Aug. 13th, 2010

ktlovely: (Default)
Good morning. My name is Katie, and I am a Mexican.

Maybe I should disambiguate. Culturally speaking, I'm "American." Ethnically, though, I am half Mexican. My father was born in southern Mexico and was adopted when he was eight days old by a missionary couple from the US. As such, he was raised in a predominantly "American" home with English as his first language. He also as a child learned a native Mayan dialect, since his parents were working with a particular language group in the area on some translation work. When he was ten or eleven, he learned Spanish while playing futbol (soccer, if you must) with the neighborhood kids. To this day, he is trilingual, able to communicate fluently in English, Spanish, and Chamula with no trace of an accent. I should also mention that my father is brilliant.

My mom, she's from Michigan. She's pretty much as white as they come, ethnically, but she is also brilliant, and reached a fairly impressive level of fluency in Spanish in college. She didn't use it for a while so she's no longer as fluent as she was, but she understands it perfectly well.

When people find out that I speak Spanish, and that I am half Mexican, they assume I have spoken it all my life. This is not the case, however; I was a stubborn child and my dad was a pushover, so we only spoke English in the home until I was a sophomore in high school. I took to learning Spanish like a duck to water, and eventually went on to earn a BA in Spanish. I consider myself fluent and literate; my degree is essentially an English degree, with all the reading of novels and literary analysis and writing of theses...just, in Spanish.

So that's the background, just so you understand where I'm coming from. Essentially, half my family is bilingual. The other half understands and knows enough to get around if necessary. And for the record, I prefer to buy my groceries from a self-checkout lane in Spanish. As in, I do it that way on purpose.

Enter Facebook. Lately there's been something going around on peoples' "like" lists, complaining about having to select a number to interact with an English-language menu when on the phone.

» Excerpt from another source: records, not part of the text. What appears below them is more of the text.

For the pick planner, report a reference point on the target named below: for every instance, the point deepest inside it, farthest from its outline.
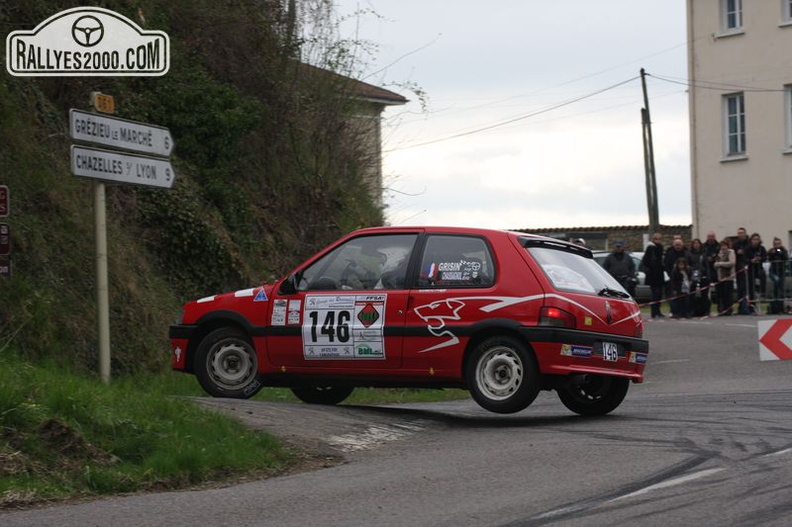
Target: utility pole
(651, 182)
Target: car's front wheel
(323, 393)
(226, 364)
(502, 375)
(599, 395)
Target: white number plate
(610, 351)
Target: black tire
(226, 364)
(328, 394)
(502, 375)
(599, 396)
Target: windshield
(569, 271)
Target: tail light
(553, 316)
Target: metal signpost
(123, 164)
(5, 232)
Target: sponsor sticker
(572, 350)
(637, 358)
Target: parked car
(501, 314)
(643, 292)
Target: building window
(734, 106)
(731, 14)
(788, 112)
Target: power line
(516, 119)
(711, 85)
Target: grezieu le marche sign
(120, 133)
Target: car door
(455, 276)
(348, 309)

Essentially, "WE'RE IN AMERICA* TALK IN ENGLISH." The one in question talks about the phone, but the root issue is that they're uncomfortable with the idea that English is just one option among others because there are many people in the US who do not speak English fluently enough to feel confident using it to conduct business. Things like this used to not bother me. Now?

Stop being an asshole. I am a native English speaker and as such, I actually comprehend how difficult English can be. There are no real rules--they call them rules, but there are more exceptions than anything, and some things just don't make sense at all. I didn't even begin to comprehend English grammar until I learned Spanish. The Spanish grammatical structure is elegant and simple, with very few exceptions to each rule, and the language is much more innately grammatically correct than anything in English. And the sad truth is that most native English speakers never learn to use their language to its full potential. Stop and listen sometime. "Don't aks me my bidness." "Nuculer reactor." "Contact the county you were born in." "Where are you at?" "I ain't going." "I seen it already."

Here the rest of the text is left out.